小口先生のワークショップを通してとても興味深い経験をしました。当日もお話ししましたが、最初は自意識が勝っていて、皆と合わせてウォーム・アップするのさえ躊躇われていたのが、段階を追ってワークショップが進むにつれて、意識の部分が段々弱まっていき、身体が動き始めていきました。ドラマのグループ内での自己が育ち始めた感じです。

それでも歌が苦手なもので、歌えないし体もぎこちない感じでしたが、目をつぶって動く経験の中で、それが吹っ切れる感覚がありました。つまり自己を客観的に見る意識がどんどん低くなり、もう一つのドラマ内自己が仲間の音を探して反応しつつ動いていたように思われました。このドラマ内自己はメロディーに揺さぶられ、演技しつつ涙を流す自己で、ある意味でドラマを生きる自己であったように感じました。

非身体的・意識的な自己と身体的・情意的自己が小口先生の指導の中で入れ替わっていった(?)のかもしれません。ちょっと分裂的であったかもしれません。

いずれにせよ、考えていた以上に揺さぶられ、戸惑い、また考えさせられたワークショップでした。貴重な体験をさせていただきありがとうございました。同じグループだったK先生のしっかりした歌声がまだ耳の奥で鳴っています。



■ 大学院生のHNさん

 小口先生のワークショップを受けて、「自分もこんな英語の授業を受けたかったな」と思ったのと同時に、「自分は公立小学校の子供たちにこんな英語の授業をしたい」と思ったのが一番の感想です。

 私は、学習開発学専攻カリキュラム開発専修の博士課程前期の1年生です。MN先生のゼミ所属し、小学校の英語教育を専門に研究を行っています。なぜ、私が小学校の教科の中で英語(外国語)を専門に選んだのかというと、英語が大の苦手科目だからです。そのため、ワークショップが始まった時、小口先生は英語を話し、参加者の人も英語に堪能な方ばかりで、私のような英語ができない者が来るべきところではなかったと感じ、「帰った方がいいのかな」とさえ思いました。そして、英語を話す場面が回ってくる度に大きな不安を感じていました。本当は演劇が好きなので、もっと積極的に参加したいという気持ちはあったけれど、英語力や発音に自信がないので、小さな声でしか発言ができず、心から楽しむことができませんでした。

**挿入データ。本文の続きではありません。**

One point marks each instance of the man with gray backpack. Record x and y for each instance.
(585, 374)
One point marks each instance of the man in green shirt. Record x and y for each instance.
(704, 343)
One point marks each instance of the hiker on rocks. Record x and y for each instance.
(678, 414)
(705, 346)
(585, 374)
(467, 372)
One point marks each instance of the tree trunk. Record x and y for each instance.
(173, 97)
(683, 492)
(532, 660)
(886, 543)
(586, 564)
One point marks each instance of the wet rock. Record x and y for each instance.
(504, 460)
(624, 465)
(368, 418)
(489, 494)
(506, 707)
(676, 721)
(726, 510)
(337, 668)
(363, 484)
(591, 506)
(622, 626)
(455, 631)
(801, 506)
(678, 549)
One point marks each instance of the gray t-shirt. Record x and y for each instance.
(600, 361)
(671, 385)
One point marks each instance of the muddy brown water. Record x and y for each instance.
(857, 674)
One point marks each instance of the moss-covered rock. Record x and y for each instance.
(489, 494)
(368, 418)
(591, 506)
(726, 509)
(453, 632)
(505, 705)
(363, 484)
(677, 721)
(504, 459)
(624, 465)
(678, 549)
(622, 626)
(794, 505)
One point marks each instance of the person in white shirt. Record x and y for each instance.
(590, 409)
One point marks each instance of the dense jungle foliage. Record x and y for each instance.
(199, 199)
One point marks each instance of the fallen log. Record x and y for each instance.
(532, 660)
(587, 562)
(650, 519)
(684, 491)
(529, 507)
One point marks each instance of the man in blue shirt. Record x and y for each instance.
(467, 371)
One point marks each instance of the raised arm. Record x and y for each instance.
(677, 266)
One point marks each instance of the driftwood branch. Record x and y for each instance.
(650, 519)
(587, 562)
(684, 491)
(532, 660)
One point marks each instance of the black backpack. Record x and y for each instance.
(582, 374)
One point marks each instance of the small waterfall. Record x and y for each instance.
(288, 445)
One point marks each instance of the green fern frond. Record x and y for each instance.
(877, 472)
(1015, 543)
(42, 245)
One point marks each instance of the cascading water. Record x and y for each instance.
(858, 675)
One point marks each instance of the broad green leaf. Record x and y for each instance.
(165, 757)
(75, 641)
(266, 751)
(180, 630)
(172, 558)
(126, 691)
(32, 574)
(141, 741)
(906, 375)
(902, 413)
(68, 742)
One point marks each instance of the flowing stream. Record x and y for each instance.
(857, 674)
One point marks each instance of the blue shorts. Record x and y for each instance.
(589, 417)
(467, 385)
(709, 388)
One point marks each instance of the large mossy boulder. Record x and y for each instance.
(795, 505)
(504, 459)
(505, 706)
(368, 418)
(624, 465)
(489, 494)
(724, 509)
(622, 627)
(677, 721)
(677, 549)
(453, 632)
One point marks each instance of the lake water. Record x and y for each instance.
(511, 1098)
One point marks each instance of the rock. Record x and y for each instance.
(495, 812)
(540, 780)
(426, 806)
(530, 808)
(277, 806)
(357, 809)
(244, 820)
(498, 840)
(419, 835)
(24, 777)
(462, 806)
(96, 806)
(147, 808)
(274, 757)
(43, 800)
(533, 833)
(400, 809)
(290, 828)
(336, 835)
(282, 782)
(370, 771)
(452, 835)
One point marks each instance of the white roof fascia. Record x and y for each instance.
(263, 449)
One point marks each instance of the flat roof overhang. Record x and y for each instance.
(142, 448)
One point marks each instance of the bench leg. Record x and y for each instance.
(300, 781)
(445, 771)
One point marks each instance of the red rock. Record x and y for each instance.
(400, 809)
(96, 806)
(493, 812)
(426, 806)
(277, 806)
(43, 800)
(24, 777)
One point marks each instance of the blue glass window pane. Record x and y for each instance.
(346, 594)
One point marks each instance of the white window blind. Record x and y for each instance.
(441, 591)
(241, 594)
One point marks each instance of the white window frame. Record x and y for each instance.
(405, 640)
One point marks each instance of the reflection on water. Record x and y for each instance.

しかし、気付けば不安な気持ちはなくなり、大きな声で歌を歌い、思いっきり役になりきっている自分がいました。そして心から楽しいと感じ、チームのみんなのことが大好きになって、今日この会に参加することができて本当によかったと思いました。そして、この感動を早く誰かに伝えたいと思い、家族や友達に話しましたが、やはり百聞は一見に如かずで、実際に体験した私の感動を相手に伝え理解してもらうことは難しかったです。(私の語彙力、表現力不足がその最たる原因ではありますが。)

ほんの数時間の間に起こった急激な気持ちの変化を自分なりに分析してみた結果、気持ちが変化したきっかけは3つあったと思います。1つ目は、小口先生の「すべて言わなくていい。わかるところだけで大丈夫。大切なのはあなたの感じたことを、相手に届けようとする気持ちだ。」という言葉。2つ目は、暗闇の活動の後、歌ではなくストーリーを演じる場面をチームで行ったこと。3つ目は、小口先生の「どんなことがあっても最後までやり通してください。出来ても、出来なくても一発勝負です。」という言葉で、良い意味での緊張感と責任感を感じた瞬間です。

 私のように英語が苦手な人は、1つ目のきっかけで正確に英語を話さなければならないという不安が少し軽減されます。2つ目のきっかけで「今、この空間ならば英語を話しても大丈夫だ。話してみようかな」という気持ちになります。つまり、安心して英語を話せる集団だと思うことで、不安な気持ちがまた少し軽減されます。そして、3つ目のきっかけで英語ができないということはもはや関係なく、「今日集まったこの仲間と悔いなく最後までやり遂げたい」という気持ちしかなくなりました。そして最後には、感動して涙ぐむ仲間をみて感動したり、グループの人とお互いに今日の演技を褒め合いながら帰ったりと、心から充実した時間を過ごすことができました。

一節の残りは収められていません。